Antonello Soro, il garante per la protezione dei dati personali,
ha detto che questi sistemi di sorveglianza sarebbero inutili se
non accompagnati da test diagnostici.
"Certo, il tema di fondo non e' solo tracciare le patologie
conclamate, ma anche tutti gli altri fenomeni come i soggetti
positivi non sintomatici che sono fortemente contagiosi. Noi
abbiamo norme che ci consentono di farlo, perché l'articolo 9
del GDPR prevede che, proprio in casi di necessita', i dati
sanitari possano essere utilizzati. Ma deve esserci una base
normativa, un provvedimento specifico che si occupi non solo
dell'emergenza ma anche di quello che succedera' dopo.
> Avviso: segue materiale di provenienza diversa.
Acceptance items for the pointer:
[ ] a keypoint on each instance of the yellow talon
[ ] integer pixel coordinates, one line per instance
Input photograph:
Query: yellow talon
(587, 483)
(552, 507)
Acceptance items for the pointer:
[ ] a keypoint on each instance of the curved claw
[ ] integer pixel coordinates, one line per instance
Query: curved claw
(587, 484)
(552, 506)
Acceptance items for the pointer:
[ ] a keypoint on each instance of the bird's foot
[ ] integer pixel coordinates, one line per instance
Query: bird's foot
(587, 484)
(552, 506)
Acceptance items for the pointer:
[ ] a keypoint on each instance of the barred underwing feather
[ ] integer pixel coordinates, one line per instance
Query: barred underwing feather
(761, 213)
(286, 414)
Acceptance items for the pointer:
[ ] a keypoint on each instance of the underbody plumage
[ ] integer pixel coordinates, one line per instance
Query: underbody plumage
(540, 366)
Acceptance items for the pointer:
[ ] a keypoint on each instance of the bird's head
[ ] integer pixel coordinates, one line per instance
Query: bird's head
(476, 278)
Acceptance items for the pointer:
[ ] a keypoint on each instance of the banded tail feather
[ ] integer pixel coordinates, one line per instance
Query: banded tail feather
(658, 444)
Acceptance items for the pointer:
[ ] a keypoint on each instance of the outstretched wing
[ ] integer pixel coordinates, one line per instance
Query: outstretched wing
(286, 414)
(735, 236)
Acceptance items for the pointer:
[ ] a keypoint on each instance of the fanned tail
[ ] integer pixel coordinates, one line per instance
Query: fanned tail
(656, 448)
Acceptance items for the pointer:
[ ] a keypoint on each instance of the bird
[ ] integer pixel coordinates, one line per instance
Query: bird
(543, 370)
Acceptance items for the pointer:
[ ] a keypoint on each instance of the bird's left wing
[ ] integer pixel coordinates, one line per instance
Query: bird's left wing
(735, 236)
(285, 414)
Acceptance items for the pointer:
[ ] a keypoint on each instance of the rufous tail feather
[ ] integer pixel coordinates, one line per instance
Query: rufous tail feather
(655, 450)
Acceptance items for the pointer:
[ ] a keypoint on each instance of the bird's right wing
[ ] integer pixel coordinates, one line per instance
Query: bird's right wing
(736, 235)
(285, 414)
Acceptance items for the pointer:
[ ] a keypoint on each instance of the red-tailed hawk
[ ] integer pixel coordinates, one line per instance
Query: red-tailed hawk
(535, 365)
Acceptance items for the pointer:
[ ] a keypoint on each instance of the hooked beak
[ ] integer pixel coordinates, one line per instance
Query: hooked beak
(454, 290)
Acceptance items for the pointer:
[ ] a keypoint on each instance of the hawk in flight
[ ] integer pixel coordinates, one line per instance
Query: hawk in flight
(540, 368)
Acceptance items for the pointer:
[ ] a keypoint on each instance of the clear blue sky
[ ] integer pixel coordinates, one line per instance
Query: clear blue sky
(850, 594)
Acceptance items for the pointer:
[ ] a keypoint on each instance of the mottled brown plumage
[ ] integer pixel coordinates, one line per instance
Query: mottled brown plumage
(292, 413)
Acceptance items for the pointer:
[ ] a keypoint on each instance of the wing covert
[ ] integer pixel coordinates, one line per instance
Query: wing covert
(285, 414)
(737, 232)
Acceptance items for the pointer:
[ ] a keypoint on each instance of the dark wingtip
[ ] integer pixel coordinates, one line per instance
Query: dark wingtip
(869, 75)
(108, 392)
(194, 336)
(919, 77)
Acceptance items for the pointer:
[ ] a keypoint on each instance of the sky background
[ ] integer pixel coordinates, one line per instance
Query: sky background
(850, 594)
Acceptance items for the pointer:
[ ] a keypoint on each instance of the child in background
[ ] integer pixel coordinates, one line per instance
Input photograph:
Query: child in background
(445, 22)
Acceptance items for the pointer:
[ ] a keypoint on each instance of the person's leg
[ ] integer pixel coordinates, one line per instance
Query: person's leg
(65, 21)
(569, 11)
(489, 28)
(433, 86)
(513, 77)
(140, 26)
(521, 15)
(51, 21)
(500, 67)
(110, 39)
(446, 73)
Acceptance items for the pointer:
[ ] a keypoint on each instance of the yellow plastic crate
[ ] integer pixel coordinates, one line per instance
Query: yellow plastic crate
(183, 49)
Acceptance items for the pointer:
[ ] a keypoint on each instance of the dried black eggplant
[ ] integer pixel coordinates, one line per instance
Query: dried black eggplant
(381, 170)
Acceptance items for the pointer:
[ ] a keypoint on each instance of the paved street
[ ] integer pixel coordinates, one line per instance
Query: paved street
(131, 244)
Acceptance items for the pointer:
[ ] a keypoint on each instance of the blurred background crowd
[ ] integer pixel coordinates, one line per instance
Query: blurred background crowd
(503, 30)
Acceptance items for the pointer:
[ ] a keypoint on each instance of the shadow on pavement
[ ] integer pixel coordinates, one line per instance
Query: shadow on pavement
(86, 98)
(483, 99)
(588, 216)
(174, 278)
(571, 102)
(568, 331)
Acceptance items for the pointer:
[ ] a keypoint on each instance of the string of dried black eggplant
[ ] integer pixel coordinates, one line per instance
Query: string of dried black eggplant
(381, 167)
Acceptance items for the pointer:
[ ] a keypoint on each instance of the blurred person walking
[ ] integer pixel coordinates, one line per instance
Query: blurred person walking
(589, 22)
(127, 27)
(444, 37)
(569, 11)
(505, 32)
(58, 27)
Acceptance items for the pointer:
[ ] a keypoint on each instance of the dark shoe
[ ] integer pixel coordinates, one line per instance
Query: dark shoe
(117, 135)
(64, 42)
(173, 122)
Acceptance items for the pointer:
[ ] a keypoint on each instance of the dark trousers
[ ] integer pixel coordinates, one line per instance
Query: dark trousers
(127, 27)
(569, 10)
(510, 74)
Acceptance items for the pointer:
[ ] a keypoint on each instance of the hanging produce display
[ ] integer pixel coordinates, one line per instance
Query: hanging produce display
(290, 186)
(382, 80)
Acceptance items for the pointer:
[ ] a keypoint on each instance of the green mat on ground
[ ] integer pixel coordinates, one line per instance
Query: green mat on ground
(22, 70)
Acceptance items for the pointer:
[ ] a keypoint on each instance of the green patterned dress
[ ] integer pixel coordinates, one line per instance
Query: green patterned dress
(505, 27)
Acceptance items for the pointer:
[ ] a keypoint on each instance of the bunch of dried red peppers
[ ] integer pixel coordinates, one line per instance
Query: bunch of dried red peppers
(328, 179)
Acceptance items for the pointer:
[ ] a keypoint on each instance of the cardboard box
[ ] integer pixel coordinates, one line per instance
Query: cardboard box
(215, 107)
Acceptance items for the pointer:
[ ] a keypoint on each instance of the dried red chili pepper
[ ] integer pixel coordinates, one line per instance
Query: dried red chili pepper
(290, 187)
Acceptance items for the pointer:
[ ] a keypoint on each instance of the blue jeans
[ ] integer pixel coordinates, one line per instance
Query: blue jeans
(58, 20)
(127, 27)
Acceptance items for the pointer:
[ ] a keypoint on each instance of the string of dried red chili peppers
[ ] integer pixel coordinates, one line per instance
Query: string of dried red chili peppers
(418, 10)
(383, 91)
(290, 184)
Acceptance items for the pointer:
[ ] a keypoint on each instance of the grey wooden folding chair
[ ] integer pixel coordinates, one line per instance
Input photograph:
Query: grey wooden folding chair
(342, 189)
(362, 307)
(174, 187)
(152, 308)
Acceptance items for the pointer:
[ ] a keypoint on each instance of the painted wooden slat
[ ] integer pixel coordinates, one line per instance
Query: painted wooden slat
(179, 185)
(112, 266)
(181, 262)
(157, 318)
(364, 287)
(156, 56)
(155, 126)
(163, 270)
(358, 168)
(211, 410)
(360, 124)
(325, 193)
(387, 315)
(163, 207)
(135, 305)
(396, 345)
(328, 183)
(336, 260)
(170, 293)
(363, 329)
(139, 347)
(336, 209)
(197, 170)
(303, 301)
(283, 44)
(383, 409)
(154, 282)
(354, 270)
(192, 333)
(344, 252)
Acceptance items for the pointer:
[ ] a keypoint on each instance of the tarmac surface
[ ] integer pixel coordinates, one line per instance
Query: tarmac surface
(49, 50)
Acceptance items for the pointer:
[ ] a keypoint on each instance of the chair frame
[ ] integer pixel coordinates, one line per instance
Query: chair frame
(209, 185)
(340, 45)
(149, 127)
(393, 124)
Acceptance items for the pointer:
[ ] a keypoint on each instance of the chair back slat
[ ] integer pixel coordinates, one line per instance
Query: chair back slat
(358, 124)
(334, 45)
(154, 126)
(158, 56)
Altrimenti
tra qualche anno ci ritroveremo ad avere cittadini di 'Serie A' e
'Serie B', cioe' quelli che non hanno uno stato di salute
ineccepibile e a cui tante banche o aziende non concederanno
prestiti o assicurazioni. Oggi questo gia' succede con singoli
dati raccolti in maniera furtiva, immaginiamo cosa potrebbe
capitare se la violazione avvenisse con la raccolta di una mole
immensa di dati immessi in un unico sistema. Ricordiamoci che il
dato piu' sensibile che abbiamo e' proprio quello sanitario. Qui
si tratta di tutelare la sicurezza di informazioni che
rappresentano l'identita' piu' profonda di ciascuno di noi".